As an auditor I get to see some really amazing things in laboratories, but let's focus on the subject of this column. During one audit, I asked to see the procedure for a topic and was proudly presented with a pile of paper 117 pages long. You expect that there will be various document controls that take up some pages such as front pages with sign-off signatures, a table of contents, document history, but, even allowing for 3–5 pages of that, what remained was an awful lot of procedure. Looking through the document I noticed that there were no figures or tables, just text. Lots of text. In fact, lots and lots of text. More text on the subject than you could find in some textbooks. Certainly, more text than I really want to find in any procedure.

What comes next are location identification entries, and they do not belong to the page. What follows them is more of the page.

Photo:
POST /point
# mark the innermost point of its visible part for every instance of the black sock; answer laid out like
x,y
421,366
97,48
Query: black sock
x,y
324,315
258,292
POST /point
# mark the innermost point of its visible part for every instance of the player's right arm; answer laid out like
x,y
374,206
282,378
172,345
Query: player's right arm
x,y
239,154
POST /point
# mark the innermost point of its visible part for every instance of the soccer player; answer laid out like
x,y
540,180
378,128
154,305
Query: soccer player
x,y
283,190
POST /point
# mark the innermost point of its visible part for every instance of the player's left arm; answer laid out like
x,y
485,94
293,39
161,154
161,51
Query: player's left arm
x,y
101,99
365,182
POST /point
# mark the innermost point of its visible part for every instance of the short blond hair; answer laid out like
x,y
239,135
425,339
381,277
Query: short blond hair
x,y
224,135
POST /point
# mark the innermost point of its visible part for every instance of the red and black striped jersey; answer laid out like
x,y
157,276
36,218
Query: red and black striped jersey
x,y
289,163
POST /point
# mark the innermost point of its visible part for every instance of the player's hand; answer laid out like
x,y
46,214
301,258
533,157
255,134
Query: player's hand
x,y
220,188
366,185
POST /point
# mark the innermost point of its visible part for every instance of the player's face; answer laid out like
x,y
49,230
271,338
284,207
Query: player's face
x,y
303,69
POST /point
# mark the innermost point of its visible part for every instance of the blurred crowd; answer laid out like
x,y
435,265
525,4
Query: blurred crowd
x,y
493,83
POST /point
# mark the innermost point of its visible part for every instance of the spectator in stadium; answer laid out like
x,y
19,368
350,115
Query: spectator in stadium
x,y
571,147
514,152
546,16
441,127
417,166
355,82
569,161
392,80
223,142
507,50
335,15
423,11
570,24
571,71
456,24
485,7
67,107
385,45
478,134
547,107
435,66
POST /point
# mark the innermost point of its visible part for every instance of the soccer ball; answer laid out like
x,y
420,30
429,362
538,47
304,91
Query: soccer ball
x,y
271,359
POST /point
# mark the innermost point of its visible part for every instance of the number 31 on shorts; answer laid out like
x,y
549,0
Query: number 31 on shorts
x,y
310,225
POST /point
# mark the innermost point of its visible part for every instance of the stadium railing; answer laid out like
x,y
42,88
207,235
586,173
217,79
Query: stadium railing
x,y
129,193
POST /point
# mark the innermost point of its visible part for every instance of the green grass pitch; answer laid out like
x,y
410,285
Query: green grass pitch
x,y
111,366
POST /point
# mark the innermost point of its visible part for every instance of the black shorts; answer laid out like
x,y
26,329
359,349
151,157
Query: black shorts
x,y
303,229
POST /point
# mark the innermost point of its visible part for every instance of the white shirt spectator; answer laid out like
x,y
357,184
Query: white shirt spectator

Auditing is not known for its excitement or entertainment value, either for the auditor or auditees. Despite this, there are times when the afternoon's entertainment is ensured (for the auditor) and this time it arrived in the form of a 117-page SOP. The only problem is that the auditor has to remember to keep a straight face.
Just think this through next time you consider writing a megaprocedure. When presented with a procedure of this length, consider the following questions:
I would go as far as saying that reading this SOP is highly unlikely to make anybody's bucket list.

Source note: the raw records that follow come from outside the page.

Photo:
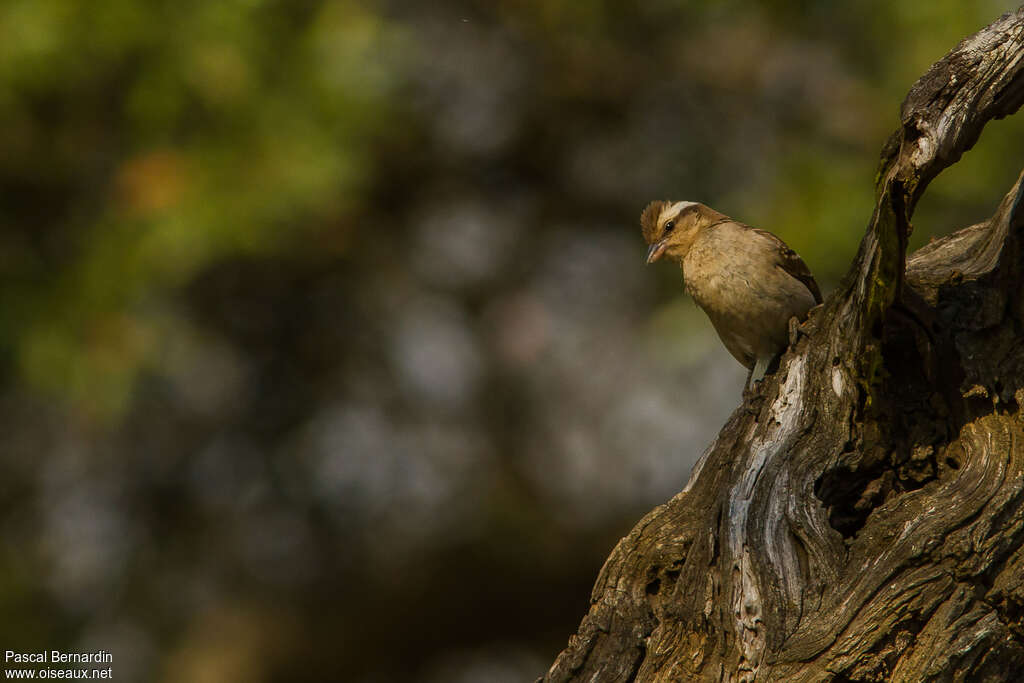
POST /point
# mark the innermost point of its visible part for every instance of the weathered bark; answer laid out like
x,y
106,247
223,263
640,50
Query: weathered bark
x,y
860,518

So, the prologue of this entertainment can begin with the auditor asking to see the training records for the mega SOP. Presented with the training records you could expect to see some substantial training material for this procedure plus a demonstration of understanding or competence. Read and understand this procedure? Don't even think about this option, you'll need extensive training. Then you pick a lucky individual (better known to the auditor as the stooge) to bring in and begin "Act I."
The (un)lucky individual arrives. Fortunately, the auditor does not need to bring a selection of medieval torture instruments such as a rack or thumb screws because the laboratory had already provided one with the SOP. With a copy of the SOP on one side and the documented evidence of the output mandated by the procedure on the other, you ask the individual where in the procedure it states that a particular output must be produced. Just stay quiet and watch the entertainment unfold . . . "Act II" is simply "Act I" in reverse; here's what it says in the procedure, show me the evidence that this was followed. Everyone's a winner! If the auditor uses the power of silence effectively, the squirm factor index can rise substantially throughout this process.
Of course, the laboratory could have made your job even easier by updating the procedure the week before you arrived. In which case, the prologue becomes "Act I" as you'll be very interested to see how effective training has been undertaken in such a short period of time.
The key points to take away from this example is that to be effective procedures have to be read, understood, and followed. Therefore, less does equal more. Simple procedures that are understandable are the key. A procedure that is unreadable, complex, or not followed is worse than no procedure at all. The reason is that a laboratory understands the need for written procedures but has implemented them in a way that makes them impossible to follow, which defeats the purpose of the procedure. The problem is that you'll get kicked if you don't have a procedure, but you'll be kicked twice as hard if you have a procedure but don't follow it.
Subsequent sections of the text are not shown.